The map is powered by Google Earth Engine (GEE). What were the advantages that prompted you to use that platform?
An earlier effort mapped the semi-arid savanna grasslands in India using the medium resolution MODIS imagery. However, at that relatively coarse scale, it was likely that it would be hard to tell apart grasslands from occasionally cultivated or fallow lands.
We found multiple advantages in choosing GEE to develop our map as the platform has curated and archived four decades of earth observation data. First, it offers an up to date, publicly available catalogue of satellite imagery. Second, it also provides value-added thematic layers such as surface water and human settlements. For example, using available datasets on GEE, we could mask out regions that we already knew to be water bodies, thereby narrowing the region within which we needed to identify ONEs that were of interest to us. Third, GEE also provides cloud-based computing infrastructure, advanced algorithms and machine learning options, enabling us to directly process the vast amount of information on the cloud without having to download any data locally. With all these tools at hand, we could generate a relatively fine-scale thematic map over large spatial extents.
What were some of the key aspects for the map that defined ONEs, and what were the training datasets?
We defined ONEs as comprising treeless desert areas including dunes, semi-arid savanna grasslands, savanna woodlands, lateritic plateaus of the northern Western Ghats, rocky outcrops, and other natural treeless open landscapes. In our mapping exercise, we used areas below a 1200 mm annual rainfall cut off and an elevation cut-off of 1000 m. Owing to this, some grasslands, such as those in the alluvial floodplains or the mountain-tops of the Western Ghats, are not included among ONEs that we classified.
Training data are predefined information that helps machine learning algorithms to identify specific aspects, in this case, specific land cover categories. Unfortunately, there was no ready training data available for India’s ONEs. Therefore aggregated training data from various publicly available datasets such as the National Remote Sensing Centre’s Land Use Land Cover (LULC) map and the Wasteland Atlas of India. In all, we aggregated over 180,000 data points corresponding to ONEs and over 110,000 points that were not ONEs. At these training data points, we sampled values from a variety of input bands that represented either vegetation or topographic characteristics. We separated our study area into eight regions. After retaining a hold-out fraction of these data for validation within each region, we developed the model using the training data and tested it on the test-fraction. We combined the output of these models and tested its performance against the validation fraction. Finally, rather than applying our classifier on raw pixel data, we applied this on an input composite whose bands were spatially segmented using a Simple Non-Iterative Clustering algorithm.
How are ONEs distributed across India, and what is the potential expectation from the map?

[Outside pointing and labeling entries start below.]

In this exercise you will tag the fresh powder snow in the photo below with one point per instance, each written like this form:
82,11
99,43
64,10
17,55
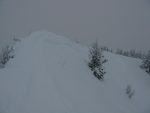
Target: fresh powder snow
50,74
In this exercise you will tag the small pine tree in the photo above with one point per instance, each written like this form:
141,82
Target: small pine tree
96,61
6,55
146,63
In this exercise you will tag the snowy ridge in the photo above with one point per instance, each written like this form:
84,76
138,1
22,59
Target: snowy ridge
49,74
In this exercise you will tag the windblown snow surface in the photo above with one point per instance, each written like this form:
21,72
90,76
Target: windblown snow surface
49,74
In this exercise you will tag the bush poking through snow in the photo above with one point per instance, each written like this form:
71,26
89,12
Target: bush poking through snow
129,91
96,61
146,63
5,55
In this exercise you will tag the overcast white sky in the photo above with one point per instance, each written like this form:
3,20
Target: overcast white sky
115,23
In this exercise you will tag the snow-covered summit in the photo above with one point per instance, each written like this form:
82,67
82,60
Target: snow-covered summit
49,74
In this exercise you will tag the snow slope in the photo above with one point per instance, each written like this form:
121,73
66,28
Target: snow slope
49,74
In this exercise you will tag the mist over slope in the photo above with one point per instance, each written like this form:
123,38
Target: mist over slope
49,73
116,23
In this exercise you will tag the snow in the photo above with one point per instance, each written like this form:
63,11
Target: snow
49,74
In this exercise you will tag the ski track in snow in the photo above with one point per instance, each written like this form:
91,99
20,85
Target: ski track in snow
49,74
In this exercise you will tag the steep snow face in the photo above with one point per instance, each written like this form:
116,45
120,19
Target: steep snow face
50,74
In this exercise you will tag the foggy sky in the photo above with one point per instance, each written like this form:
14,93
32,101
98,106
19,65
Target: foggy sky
114,23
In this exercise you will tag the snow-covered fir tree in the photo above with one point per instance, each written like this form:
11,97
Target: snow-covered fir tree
146,63
96,61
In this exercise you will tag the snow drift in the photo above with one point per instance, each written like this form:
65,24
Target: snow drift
49,74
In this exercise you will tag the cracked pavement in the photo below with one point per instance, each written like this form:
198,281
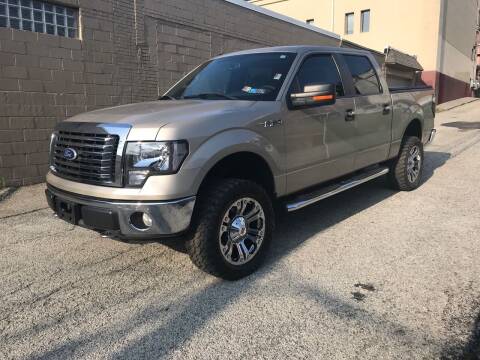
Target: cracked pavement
370,273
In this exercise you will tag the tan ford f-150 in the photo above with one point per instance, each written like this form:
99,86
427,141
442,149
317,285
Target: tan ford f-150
239,136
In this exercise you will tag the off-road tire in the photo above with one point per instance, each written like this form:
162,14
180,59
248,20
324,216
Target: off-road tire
212,203
398,176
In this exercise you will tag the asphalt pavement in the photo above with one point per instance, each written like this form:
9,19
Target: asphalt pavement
371,273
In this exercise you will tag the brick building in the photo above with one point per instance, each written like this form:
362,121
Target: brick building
65,57
440,33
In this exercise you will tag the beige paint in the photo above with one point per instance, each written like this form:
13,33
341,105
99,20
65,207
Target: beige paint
411,26
458,28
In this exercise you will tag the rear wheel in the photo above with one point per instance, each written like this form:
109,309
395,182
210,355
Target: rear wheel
406,170
233,227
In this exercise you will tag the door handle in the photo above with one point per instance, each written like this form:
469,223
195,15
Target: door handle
386,109
349,115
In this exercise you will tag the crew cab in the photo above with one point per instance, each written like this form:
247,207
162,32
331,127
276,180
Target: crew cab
239,136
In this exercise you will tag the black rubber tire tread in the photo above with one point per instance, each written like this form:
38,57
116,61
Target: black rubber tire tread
213,201
398,168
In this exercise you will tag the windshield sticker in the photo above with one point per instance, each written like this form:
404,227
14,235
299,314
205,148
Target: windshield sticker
250,90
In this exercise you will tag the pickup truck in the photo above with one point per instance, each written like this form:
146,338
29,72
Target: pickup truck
239,138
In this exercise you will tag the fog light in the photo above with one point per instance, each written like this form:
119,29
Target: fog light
147,220
141,221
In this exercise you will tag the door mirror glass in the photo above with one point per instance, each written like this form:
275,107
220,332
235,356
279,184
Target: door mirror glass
314,95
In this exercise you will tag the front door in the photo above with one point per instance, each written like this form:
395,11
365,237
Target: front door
319,139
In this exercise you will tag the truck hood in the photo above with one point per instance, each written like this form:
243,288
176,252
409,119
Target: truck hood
148,118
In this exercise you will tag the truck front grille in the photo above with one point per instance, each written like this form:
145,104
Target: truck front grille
91,157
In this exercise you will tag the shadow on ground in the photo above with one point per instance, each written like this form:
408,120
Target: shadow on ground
189,314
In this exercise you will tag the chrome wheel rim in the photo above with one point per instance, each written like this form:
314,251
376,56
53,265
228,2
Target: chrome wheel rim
242,231
414,164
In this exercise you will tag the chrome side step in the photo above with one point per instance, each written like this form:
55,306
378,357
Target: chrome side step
323,193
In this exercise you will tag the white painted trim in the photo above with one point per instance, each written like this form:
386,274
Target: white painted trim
273,14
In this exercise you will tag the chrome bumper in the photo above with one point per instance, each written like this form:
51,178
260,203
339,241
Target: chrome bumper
431,137
169,217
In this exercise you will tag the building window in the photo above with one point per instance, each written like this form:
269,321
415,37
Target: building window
365,24
349,23
39,16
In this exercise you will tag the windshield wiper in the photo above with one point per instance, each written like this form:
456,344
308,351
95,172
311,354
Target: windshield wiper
210,96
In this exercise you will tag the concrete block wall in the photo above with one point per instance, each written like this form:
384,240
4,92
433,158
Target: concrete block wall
127,52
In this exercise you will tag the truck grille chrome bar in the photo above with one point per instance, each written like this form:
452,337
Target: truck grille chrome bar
88,153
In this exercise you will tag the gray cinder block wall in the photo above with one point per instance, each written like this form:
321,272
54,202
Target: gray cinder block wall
128,51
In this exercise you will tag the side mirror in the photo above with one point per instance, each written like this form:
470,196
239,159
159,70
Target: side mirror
314,95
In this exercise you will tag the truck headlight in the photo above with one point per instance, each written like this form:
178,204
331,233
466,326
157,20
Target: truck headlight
153,158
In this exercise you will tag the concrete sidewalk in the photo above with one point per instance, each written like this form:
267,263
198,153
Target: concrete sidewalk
455,103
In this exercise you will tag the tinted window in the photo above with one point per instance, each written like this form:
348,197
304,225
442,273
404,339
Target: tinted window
238,77
318,69
365,80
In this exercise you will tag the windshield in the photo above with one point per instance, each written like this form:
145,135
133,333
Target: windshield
256,77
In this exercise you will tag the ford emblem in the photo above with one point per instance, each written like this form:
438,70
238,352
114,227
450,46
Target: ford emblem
70,154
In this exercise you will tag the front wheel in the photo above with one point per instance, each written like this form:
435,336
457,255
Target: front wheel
406,170
233,227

Our map shows ONEs extend across some 10% of India’s land area, with a heterogeneous distribution; they cover anywhere between 0.4% (Delhi) to 33% (Rajasthan) of the land area in different states. Overall, we observed that 72.7% of ONEs were between 1-10 hectare patches, while 94% were in the 1-100 hectare range; the largest patches (>10000 sq km) were found in the Thar and Kutch regions in Rajasthan. Sadly, only 5% of the overall ONEs are included under the Protected Area network.
Our key aim was to show that ONEs are ecosystems of worth that require urgent policy changes to protect them and to show their locations and extents. We hope that the various land cover categories that constitute India’s ONEs will find their rightful place in vegetation and land cover maps of the country and eventually replace ecologically uninformed and pejorative labels such as ‘wastelands’ and ‘degraded lands.
Hence, we have made the map open to peer and public scrutiny.
This article has been run past the researchers, whose work is covered, to ensure accuracy.